Lâché par une partie de son armée, le président du Yémen Ali Abdallah Saleh a proposé mardi de se démettre au début 2012, mais l'opposition a rejeté cette offre insistant sur son départ immédiat.

Auparavant, le président Saleh, au pouvoir depuis 32 ans, avait mis en garde contre les risques de guerre civile dans son pays, dont la capitale Sanaa est le théâtre depuis lundi d'un déploiement de chars d'unités militaires rivales.

Dans le sud-est du pays, dans la ville de Moukalla, un premier incident lundi soir entre des éléments de l'armée régulière et des unités de la garde présidentielle a fait deux tués, selon des témoins et des sources médicales.

Cette tension redoublée inquiète les États-Unis, a rappelé mardi le secrétaire américain à la Défense, Robert Gates.

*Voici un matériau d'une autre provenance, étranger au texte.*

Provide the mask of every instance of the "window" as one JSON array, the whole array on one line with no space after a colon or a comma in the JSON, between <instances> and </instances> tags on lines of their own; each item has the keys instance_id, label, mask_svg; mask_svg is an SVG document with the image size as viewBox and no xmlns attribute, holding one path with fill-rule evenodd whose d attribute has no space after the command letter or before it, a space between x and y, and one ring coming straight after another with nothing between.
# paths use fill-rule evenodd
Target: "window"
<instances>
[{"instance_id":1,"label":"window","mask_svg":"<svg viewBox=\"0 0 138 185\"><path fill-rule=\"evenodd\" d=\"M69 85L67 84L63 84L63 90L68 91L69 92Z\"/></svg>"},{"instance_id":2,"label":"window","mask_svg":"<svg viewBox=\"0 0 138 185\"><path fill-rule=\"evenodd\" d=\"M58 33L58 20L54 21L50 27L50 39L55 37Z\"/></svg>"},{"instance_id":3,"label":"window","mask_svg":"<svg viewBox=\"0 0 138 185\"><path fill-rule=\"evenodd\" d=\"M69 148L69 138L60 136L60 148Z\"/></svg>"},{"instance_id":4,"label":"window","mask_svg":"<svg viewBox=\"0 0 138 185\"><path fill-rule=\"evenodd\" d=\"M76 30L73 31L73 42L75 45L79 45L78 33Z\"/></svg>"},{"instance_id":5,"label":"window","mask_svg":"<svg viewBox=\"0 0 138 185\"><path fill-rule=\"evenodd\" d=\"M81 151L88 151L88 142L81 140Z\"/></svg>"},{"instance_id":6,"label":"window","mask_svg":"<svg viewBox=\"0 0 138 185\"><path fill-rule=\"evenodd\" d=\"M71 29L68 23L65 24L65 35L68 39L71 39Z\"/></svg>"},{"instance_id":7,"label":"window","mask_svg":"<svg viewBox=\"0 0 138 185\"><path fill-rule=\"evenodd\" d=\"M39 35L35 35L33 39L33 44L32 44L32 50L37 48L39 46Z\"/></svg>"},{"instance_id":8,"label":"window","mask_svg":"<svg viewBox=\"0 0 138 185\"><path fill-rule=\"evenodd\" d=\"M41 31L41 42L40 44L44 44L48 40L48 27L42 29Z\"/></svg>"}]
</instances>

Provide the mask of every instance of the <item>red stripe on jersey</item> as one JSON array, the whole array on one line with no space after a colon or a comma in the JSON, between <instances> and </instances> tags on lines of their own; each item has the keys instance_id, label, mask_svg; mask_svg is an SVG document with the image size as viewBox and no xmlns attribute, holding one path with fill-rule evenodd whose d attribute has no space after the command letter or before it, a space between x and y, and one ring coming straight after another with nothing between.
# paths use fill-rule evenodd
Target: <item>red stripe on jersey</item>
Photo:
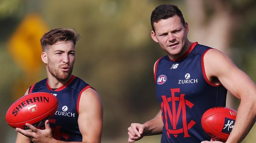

Washington a vu jusqu'ici le président Saleh comme un allié dans la guerre contre le terrorisme et les affiliés d'Al Qaïda.

Des émules d'Oussama ben Laden sont actifs au Yémen et ont été impliqués dans des tentatives d'attentats contre les États-Unis en 2009 et 2010. Washington fournit une aide annuelle de 150 millions de dollars à Sanaa pour les combattre.

«L'instabilité et le détournement de l'attention vis-à-vis d'AQPA (Al-Qaïda dans la péninsule arabique) est certainement ma préoccupation première dans cette situation», a souligné M. Gates, après un déplacement à Moscou.

Pour sortir de cette crise, le chef de l'État, dont le mandat expire fin 2013, a proposé «la tenue d'élections parlementaires avant la fin 2011, suivies de l'élection par les députés d'un président début 2012», selon un haut responsable yéménite qui a requis l'anonymat.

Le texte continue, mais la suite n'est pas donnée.